The Waters of Bristol Bay

bristol bay
The Nushagak River, draining into Bristol Bay. Wiki

Bristol Bay, with its monstrous Bering Sea tides, is the gathering point for the world’s largest salmon run—an estimated 56 million sockeyes and countless kings, chums, silvers, and pinks. It is the most economically valuable salmon run on earth; $480 million worth of fish are caught here annually, providing thousands of jobs. But that figure cannot do real justice to the place or to its importance as one of the last and most intact wilderness regions left on the planet. Everything that we started with as human beings is still there, all of the oldest powers—the caribou herds, the wolves and grizzlies, lynx, wolverines, moose, waterfowl, pike, char, and grayling. Even though many of us in the Lower 48 might never see it, we rest easier knowing that such a place exists.

Sadly, this place is at profound risk. The Pebble Project, which would be the world’s largest open-pit mining operation (to be built on public lands), is planned for the very heart of this mighty salmon wilderness. A new 250-mile road built to establish the Pebble Project would open access to another million acres of public-land mining claims. This is not about whether or not you support mining; the Pebble Project is simply in the wrong place, and no one—not even its former CEO—will say that the operation poses no risk to the fisheries here. Until recently, the Pebble Project was thought to be dead, but it has come roaring back to life. Which means it’s up to those of us who love this part of Alaska to pick the fight back up.

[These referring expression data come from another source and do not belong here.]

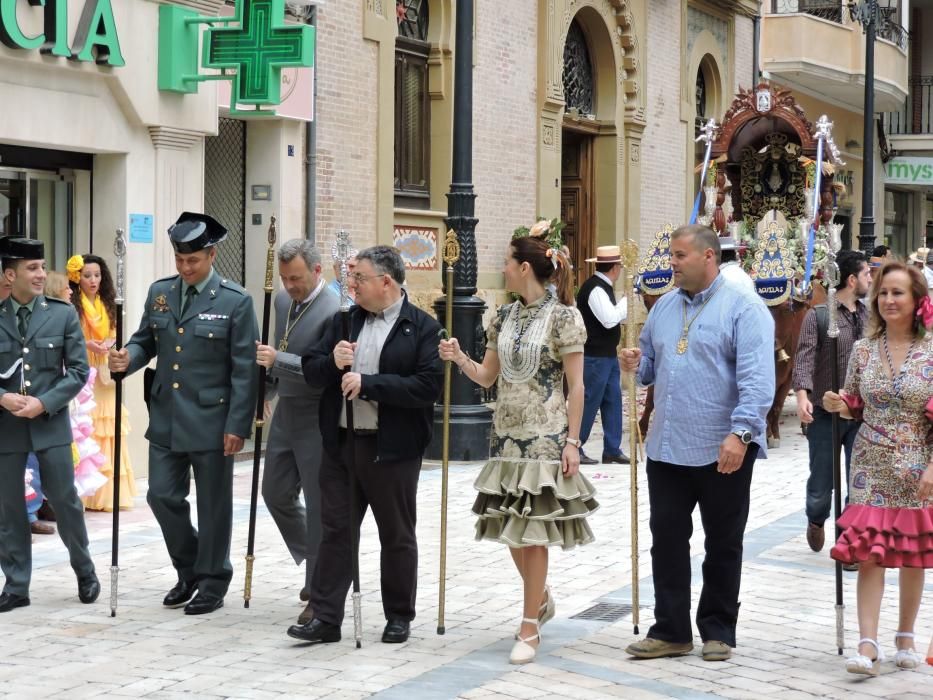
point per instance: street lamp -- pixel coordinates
(470, 420)
(872, 15)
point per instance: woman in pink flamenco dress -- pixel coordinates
(888, 523)
(94, 296)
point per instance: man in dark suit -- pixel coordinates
(393, 377)
(43, 366)
(202, 331)
(303, 308)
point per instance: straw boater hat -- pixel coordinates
(920, 256)
(607, 254)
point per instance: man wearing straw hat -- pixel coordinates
(601, 378)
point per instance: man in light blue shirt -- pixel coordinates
(706, 350)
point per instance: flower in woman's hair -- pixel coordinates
(73, 267)
(925, 314)
(540, 228)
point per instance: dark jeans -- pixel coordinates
(673, 492)
(390, 488)
(820, 483)
(33, 506)
(602, 392)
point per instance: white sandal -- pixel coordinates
(906, 658)
(863, 665)
(523, 652)
(545, 612)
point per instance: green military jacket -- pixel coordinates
(206, 375)
(53, 369)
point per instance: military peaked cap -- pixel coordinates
(193, 232)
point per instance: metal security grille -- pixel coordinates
(604, 612)
(225, 194)
(578, 71)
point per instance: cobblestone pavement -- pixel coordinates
(60, 648)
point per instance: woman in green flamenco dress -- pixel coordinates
(531, 493)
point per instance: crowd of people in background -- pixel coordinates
(554, 361)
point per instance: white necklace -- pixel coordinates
(520, 345)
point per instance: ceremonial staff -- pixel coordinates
(341, 254)
(823, 126)
(451, 256)
(260, 416)
(706, 134)
(630, 261)
(119, 251)
(831, 275)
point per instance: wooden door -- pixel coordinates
(576, 201)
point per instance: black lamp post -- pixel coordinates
(470, 420)
(871, 15)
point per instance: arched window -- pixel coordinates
(412, 105)
(578, 72)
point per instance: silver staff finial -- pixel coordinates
(119, 251)
(708, 131)
(342, 251)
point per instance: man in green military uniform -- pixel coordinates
(43, 366)
(202, 331)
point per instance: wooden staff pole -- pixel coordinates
(119, 251)
(451, 256)
(260, 416)
(630, 261)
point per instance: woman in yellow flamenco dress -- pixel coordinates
(94, 299)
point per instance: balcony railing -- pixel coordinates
(824, 9)
(838, 11)
(916, 117)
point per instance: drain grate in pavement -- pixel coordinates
(604, 612)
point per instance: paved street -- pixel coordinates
(60, 648)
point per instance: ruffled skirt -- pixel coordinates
(891, 537)
(529, 503)
(103, 415)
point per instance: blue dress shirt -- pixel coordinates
(724, 382)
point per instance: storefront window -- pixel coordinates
(35, 204)
(928, 220)
(896, 221)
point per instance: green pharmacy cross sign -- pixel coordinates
(250, 49)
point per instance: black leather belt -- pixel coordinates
(363, 431)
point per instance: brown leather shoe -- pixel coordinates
(38, 527)
(816, 536)
(650, 648)
(306, 615)
(716, 651)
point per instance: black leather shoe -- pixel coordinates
(203, 604)
(306, 615)
(8, 601)
(315, 632)
(396, 632)
(45, 512)
(88, 588)
(179, 595)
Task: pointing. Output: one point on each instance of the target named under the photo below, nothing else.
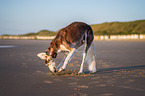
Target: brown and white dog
(69, 39)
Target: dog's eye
(54, 55)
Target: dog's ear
(43, 56)
(54, 55)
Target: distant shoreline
(98, 37)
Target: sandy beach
(121, 70)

The Future of Our Outdoor Heritage

We have been born into the greatest, freest nation on earth, with the most wildlife, the best fishing, and the most access to forest, desert, swamp, and river. But to whom much is given, much is expected. There will be no way to keep our hunting and fishing—our American icons of wilderness and wildlife—if we are not willing to fight for them. If we cannot set aside our smaller differences of opinion and present a united front to fight for the things we cannot live without, we will be forced to learn to live without them.

We will be told that we cannot have jobs and energy development if we protect the migration routes of pronghorns, the winter ranges of mule deer, or the dancing grounds of sage grouse. That’s not true. We can have both, but we who know that truth cannot be silent. The same can be said for protecting clean water, fisheries, or wetlands while having a strong economy. Of course, it can be done. We’ve done it for decades. It just takes thought, will, and action. As sportsmen in a world booming with people and people’s needs, it’s no longer enough to simply buy licenses and follow fish and game regulations. If we want it to continue, we’ll have to speak out for what we love.

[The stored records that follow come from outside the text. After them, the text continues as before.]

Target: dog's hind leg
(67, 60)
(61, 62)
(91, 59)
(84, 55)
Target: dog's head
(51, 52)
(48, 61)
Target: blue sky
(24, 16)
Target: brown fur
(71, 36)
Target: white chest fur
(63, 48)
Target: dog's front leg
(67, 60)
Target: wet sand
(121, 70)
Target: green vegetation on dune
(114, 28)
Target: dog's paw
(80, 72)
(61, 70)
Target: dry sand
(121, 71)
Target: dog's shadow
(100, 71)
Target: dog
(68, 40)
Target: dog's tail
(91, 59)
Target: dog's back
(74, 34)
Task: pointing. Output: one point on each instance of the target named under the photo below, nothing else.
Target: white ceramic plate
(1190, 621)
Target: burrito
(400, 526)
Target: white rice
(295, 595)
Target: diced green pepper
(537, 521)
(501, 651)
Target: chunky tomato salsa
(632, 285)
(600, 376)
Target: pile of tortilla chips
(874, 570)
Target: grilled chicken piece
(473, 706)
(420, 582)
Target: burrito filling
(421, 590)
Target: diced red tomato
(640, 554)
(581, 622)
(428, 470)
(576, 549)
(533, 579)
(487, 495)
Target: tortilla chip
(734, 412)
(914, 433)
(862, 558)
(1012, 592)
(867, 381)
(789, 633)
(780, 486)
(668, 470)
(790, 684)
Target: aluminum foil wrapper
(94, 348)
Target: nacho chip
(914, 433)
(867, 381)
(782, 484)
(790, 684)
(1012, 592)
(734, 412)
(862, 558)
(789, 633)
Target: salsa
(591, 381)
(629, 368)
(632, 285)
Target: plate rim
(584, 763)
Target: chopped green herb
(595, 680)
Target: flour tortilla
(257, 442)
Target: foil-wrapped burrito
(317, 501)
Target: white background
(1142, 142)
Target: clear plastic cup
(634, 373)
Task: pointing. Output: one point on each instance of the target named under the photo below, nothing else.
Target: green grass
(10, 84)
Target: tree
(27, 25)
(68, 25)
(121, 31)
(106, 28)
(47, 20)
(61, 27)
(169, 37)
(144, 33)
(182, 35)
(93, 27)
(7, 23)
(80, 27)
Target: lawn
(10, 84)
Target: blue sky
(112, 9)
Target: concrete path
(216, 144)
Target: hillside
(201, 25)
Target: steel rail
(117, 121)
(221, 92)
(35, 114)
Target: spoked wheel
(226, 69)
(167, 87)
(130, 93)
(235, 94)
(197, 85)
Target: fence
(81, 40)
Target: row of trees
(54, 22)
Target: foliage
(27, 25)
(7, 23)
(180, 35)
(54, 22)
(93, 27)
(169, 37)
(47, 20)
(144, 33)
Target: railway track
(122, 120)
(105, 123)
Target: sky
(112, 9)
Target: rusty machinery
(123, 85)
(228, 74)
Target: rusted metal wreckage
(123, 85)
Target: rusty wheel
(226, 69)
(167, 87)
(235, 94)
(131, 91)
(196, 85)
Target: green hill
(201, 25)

Finally, remember that the greatest power is never in fighting against, but in fighting for. Go hunting and fishing every chance you get. If there are bull elk to chase, chase them. Absent that, a breaking dawn in the gray squirrel woods will be almost as powerful. Teach your kids to study clouds, tie knots, shoot, and catch bullheads, sunfish, and chubs. Celebrate water and mud, clean air and wind and rain. Revel in freedom, health, strength, and skill. Take your power from the American landscape and all it holds, and then use that power to make sure it all goes on.